Long-serving Chair of Medicine Honored

Deeb Salem has inspired students and colleagues at the School of Medicine for more than 21 years

Peter Bates, interim dean of the School of Medicine, stands with longtime chair of medicine Deeb Salem.

Tufts University School of Medicine honored its long-serving head of medicine, Deeb Salem, with a Dean’s Medal on May 21.

“Dr. Salem has been a guiding force in medical education, research, and patient care,” said Peter Bates, the interim dean, in presenting the award. “He has dedicated his career to achieving the highest academic and clinical standards, by making service to patients and learners the North Star of our world at Tufts.”

Salem served as Chair of the Department of Medicine and Sheldon M. Wolff Professor at the school from 1999 until February of this year, when he became senior vice president of academic integration at Wellforce, Tufts Medical Center’s parent health system. In that time, he led the education of generations of medical students and residents, earning a Distinguished Faculty Award. 

Whether it is through his regular Thursday pizza lunches with fourth-year medical students or his teaching of fellows and residents, all come to know Salem’s golden rule.

“I truly believe that it is our job that every time we encounter a patient they feel better after they’ve seen us than they did before,” Salem said. “You can throw away all the books about doctor-patient relationships. That’s the only thing I believe you should remember. 

Salem applies that same philosophy to his work with colleagues, said Karen Freund, who succeeds Salem as chair of the department of medicine. If a faculty member comes to him with a problem, she said, they leave feeling “more hopeful, they feel they have been heard, they are more optimistic, and ready to face whatever challenge they walked into his office to ask about.”

Distinguished Professor of Medicine Jerome Kassirer said he has seen his colleague, over some 40 years, inspire students by sharing not only his cardiology expertise and stories of his medical experiences but by displaying his “wonderment about being doctor.”

“His love of medicine is catching,” Kassirer said. “It’s a meme that has affected generations of our graduates.”

A heart specialist, Salem came to Tufts Medical Center as a cardiology fellow in 1972 and later became its physician-in-chief.

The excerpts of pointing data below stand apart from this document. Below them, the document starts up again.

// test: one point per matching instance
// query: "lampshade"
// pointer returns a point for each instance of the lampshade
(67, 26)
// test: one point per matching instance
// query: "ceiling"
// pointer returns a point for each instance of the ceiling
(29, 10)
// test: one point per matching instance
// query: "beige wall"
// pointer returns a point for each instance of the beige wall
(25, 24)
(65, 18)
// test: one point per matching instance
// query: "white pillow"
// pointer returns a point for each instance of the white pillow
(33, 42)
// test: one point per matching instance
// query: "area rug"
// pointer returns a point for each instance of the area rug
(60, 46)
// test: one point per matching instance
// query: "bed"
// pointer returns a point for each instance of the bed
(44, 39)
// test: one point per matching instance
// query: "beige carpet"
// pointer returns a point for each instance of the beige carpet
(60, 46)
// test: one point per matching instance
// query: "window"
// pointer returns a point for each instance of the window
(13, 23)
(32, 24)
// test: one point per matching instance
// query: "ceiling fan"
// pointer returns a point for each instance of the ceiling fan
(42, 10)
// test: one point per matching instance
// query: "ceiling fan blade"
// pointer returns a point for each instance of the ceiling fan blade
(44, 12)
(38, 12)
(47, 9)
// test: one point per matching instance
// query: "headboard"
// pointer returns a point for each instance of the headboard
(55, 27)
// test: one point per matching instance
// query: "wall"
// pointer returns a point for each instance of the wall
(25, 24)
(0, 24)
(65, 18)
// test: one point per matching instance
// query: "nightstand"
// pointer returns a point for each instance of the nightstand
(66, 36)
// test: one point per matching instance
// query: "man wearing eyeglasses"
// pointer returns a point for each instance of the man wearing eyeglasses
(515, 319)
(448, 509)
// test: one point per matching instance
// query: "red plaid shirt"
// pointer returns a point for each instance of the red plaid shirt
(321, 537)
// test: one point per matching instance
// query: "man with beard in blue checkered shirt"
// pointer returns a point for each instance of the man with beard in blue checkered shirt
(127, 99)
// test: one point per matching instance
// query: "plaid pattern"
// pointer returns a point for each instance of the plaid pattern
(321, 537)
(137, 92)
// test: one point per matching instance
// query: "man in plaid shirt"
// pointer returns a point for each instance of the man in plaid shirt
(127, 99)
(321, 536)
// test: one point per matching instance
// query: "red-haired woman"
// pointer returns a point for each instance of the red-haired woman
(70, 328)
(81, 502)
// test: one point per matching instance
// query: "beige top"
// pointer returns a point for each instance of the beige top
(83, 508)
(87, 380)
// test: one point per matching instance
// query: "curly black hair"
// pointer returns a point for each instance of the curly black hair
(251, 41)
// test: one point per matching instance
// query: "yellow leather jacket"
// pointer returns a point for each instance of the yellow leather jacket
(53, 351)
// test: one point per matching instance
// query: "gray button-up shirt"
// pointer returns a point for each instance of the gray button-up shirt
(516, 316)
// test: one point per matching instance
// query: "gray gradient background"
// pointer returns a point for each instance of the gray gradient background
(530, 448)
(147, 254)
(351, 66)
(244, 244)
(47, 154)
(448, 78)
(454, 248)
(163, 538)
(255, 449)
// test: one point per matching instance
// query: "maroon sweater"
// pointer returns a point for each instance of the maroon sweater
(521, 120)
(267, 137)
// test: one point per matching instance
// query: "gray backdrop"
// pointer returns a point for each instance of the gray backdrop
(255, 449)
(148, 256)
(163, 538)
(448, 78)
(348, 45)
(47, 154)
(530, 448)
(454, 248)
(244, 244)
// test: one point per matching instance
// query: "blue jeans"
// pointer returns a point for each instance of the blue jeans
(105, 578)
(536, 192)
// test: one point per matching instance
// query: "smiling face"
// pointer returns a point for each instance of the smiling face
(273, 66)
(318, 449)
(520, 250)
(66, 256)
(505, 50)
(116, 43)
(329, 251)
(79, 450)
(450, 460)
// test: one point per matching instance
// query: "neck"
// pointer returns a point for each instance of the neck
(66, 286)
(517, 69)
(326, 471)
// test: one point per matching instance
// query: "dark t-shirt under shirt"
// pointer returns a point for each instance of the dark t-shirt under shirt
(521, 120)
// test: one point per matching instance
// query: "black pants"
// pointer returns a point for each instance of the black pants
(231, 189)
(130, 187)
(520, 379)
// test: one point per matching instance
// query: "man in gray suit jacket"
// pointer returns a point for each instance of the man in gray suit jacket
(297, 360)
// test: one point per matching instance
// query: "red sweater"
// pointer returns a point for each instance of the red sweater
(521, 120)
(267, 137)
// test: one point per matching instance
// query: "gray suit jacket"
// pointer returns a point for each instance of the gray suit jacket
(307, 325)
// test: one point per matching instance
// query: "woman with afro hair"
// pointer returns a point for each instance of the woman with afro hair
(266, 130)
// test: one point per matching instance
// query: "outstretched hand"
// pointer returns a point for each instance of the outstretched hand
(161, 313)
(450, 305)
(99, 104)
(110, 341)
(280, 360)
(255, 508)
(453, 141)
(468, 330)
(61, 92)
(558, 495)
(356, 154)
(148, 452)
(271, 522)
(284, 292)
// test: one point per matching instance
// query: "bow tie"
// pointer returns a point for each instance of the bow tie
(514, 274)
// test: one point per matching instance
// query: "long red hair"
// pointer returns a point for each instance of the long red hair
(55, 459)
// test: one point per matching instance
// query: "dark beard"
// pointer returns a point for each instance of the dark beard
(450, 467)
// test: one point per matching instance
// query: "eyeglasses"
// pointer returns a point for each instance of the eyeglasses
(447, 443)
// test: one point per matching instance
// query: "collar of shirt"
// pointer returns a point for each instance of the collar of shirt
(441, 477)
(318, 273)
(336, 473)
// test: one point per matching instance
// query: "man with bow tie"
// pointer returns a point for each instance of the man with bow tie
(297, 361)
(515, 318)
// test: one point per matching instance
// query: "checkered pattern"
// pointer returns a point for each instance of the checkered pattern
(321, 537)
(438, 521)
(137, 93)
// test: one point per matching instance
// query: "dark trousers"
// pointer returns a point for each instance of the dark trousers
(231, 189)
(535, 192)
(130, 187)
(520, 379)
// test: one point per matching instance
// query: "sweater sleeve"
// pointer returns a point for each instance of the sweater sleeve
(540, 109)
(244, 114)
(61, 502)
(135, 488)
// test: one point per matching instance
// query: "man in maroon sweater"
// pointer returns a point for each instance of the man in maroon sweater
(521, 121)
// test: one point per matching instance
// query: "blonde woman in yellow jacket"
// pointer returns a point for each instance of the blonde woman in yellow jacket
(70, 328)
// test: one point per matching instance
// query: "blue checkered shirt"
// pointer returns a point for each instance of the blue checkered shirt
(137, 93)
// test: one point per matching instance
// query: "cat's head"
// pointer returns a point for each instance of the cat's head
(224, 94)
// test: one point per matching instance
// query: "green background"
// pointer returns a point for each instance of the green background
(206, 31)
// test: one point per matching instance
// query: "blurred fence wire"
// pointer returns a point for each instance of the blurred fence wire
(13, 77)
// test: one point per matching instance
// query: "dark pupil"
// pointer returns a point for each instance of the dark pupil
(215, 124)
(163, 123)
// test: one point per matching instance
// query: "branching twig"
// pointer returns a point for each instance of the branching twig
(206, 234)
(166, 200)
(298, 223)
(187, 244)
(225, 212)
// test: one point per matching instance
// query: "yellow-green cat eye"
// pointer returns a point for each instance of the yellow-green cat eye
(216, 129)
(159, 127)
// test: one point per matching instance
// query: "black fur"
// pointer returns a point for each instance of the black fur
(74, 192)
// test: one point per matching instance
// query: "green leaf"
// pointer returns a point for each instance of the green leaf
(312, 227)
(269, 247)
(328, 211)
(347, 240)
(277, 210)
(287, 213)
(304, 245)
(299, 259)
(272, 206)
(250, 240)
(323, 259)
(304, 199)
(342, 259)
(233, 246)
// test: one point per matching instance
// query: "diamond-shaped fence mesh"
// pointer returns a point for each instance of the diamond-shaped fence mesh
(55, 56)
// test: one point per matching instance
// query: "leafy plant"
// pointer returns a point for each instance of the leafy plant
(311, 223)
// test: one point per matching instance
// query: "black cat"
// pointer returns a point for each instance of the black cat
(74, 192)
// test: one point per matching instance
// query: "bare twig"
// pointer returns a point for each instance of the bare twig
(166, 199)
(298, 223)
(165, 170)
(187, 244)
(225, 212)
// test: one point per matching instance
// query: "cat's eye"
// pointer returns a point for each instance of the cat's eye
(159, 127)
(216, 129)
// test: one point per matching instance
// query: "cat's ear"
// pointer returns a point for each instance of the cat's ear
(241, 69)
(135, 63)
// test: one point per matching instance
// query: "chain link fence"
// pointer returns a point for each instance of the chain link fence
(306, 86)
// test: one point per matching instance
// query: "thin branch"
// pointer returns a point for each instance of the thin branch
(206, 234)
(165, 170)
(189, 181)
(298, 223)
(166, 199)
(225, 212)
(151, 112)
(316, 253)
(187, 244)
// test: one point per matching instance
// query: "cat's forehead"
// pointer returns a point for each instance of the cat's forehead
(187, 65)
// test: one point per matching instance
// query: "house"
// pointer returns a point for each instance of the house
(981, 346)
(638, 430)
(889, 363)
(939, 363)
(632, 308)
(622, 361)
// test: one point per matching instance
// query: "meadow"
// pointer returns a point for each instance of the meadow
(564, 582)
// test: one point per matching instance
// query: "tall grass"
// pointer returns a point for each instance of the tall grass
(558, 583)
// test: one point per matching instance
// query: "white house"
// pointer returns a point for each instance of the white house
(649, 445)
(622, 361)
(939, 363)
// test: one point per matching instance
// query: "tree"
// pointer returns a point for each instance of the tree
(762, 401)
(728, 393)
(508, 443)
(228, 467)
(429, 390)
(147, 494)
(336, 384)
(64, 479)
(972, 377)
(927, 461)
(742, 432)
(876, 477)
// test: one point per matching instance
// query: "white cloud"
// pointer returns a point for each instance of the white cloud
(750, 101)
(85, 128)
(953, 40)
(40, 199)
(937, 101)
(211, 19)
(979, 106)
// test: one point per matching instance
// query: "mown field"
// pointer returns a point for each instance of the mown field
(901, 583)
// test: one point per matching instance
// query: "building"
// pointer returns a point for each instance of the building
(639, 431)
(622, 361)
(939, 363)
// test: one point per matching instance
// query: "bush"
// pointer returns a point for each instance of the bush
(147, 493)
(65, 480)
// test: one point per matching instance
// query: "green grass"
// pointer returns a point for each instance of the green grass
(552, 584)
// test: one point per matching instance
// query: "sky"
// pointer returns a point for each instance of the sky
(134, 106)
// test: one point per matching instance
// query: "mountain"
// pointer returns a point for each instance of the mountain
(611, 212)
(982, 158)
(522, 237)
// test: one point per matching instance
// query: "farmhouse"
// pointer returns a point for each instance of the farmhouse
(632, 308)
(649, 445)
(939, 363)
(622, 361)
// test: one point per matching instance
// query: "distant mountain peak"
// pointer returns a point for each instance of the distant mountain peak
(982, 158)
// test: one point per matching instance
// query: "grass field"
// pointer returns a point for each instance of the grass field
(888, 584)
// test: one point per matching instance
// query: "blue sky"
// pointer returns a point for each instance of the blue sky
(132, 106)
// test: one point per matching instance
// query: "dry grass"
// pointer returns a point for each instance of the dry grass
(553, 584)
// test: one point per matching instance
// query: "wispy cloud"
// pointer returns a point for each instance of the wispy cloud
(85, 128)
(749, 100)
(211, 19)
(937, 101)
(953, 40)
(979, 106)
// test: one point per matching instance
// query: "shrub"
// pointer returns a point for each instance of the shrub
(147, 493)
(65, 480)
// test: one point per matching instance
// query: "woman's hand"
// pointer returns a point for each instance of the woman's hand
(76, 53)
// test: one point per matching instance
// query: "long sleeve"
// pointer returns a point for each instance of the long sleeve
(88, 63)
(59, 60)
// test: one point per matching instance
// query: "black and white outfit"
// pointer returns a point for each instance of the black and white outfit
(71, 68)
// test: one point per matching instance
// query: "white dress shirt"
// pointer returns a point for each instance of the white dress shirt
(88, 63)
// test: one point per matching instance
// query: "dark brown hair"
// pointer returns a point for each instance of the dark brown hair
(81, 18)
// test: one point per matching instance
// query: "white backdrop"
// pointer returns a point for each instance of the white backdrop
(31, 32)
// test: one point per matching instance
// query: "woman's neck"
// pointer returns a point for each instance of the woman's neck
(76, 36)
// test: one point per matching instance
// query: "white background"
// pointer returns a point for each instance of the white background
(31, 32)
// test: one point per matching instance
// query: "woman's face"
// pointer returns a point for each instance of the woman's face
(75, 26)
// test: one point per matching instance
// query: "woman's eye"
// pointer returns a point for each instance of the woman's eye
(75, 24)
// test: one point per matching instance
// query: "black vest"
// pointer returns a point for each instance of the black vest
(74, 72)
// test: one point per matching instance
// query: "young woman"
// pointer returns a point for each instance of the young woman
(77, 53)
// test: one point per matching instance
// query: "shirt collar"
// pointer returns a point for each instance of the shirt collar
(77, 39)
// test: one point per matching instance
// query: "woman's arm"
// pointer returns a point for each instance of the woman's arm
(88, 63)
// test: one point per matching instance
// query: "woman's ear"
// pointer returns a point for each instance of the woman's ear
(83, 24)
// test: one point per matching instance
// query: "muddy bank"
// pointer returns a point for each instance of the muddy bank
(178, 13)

He has authored more than 170 articles in his areas of expertise: coronary artery disease and congestive heart failure.

He has served on the boards of trustees of the Massachusetts Health & Hospital Association and the New England Quality Care Alliance, as well as on several committees for the Massachusetts Medical Society. 

Bates credited Salem with deepening Tufts’ connections with the community as a board member for the Asian American Civic Association and the Wang Chinatown YMCA.

Among Salem’s numerous awards, he was named a “Boston’s Best” physician by Boston Magazine multiple times and received the National Compassionate Caregiver Award from the Schwartz Center, a nonprofit that advocates for compassion in health care.

Salem is known for bringing “mission driven” concierge medicine to Tufts Medical Center in 2004. Earnings from this practice subsidized the hospital’s regular primary care practice. That, Bates said, is just one of the ways “Deeb is always thinking about making health care better.”